Zolan Rzzdik, Earth Observer to the Admiralty, was not a happy man.
"A hundred years, Rover," Zolan said, looking about the enormous flight deck of his spacecraft and nodding, "that's a long time. A century of hard work, and you know what's going to happen, Rover o l' boy?" Zolan asked in mock curiosity/ "They're going to blow it up:" he said through another disdainful chuckle.
Finishing, he threw the container across the bridge, stood up, and began to pace back and forth.
"It is an unexpected and unfortunate development, Zolan, and I share your sorrow," the Rover began diplomatically. "But it cannot be allowed to cloud your judgment. If you force the Hall open this soon, you are jeopardizing the gravitational stability of an entire star system."
"So what?" Zolan grunted, shoving his hands into his overalls, and staring at the Rover's computer panels like a naughty boy, "This is the only inhabited planet in the system. Let it get tossed around by the Hall a little. In a few hours, it's going to have the hell beaten out of it by these idiots."

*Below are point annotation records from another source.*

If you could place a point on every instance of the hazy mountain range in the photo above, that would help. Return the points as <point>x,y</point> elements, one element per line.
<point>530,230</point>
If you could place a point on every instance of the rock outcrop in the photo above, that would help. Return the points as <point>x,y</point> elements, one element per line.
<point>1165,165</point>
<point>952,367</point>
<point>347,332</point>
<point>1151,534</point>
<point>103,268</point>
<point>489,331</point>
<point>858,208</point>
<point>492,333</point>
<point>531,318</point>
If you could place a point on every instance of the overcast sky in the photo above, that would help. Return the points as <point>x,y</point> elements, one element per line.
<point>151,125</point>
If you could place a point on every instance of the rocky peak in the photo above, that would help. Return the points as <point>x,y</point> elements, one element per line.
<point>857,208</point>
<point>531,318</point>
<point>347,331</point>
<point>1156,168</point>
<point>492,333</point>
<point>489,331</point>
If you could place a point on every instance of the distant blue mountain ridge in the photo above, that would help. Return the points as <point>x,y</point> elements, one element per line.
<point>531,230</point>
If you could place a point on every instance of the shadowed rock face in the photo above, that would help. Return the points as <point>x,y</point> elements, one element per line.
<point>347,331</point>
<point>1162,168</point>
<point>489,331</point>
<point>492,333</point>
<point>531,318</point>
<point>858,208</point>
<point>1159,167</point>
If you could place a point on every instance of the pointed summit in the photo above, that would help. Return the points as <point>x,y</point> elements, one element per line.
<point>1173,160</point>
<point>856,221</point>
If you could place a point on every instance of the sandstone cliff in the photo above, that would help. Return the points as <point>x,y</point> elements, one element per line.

"Nevertheless, Zolan, forcing Hall aperture is unwarranted ..."
Zolan snatched the flask lying on the floor and stormed out of the spacecraft and the barn that enclosed it into the hot desert air.
The Rover could be a royal pain when it wanted to be and Zolan didn't need further aggravation than he already had today. Of course, he realized that his ship was absolutely correct; to artificially breach the Hall, a natural celestial wormhole which allowed the enormous distances between stars to be brooked, was a dangerous maneuver and could theoretically cause much destruction in the vicinity of space in which it appeared. Already, the sun in this system was bobbing up and down like a stellar buoy because of Zolan's impatient evocation of the warp, which in turn was affecting the orbital planes of its satellites - one of which Zolan had been living on for the past hundred years.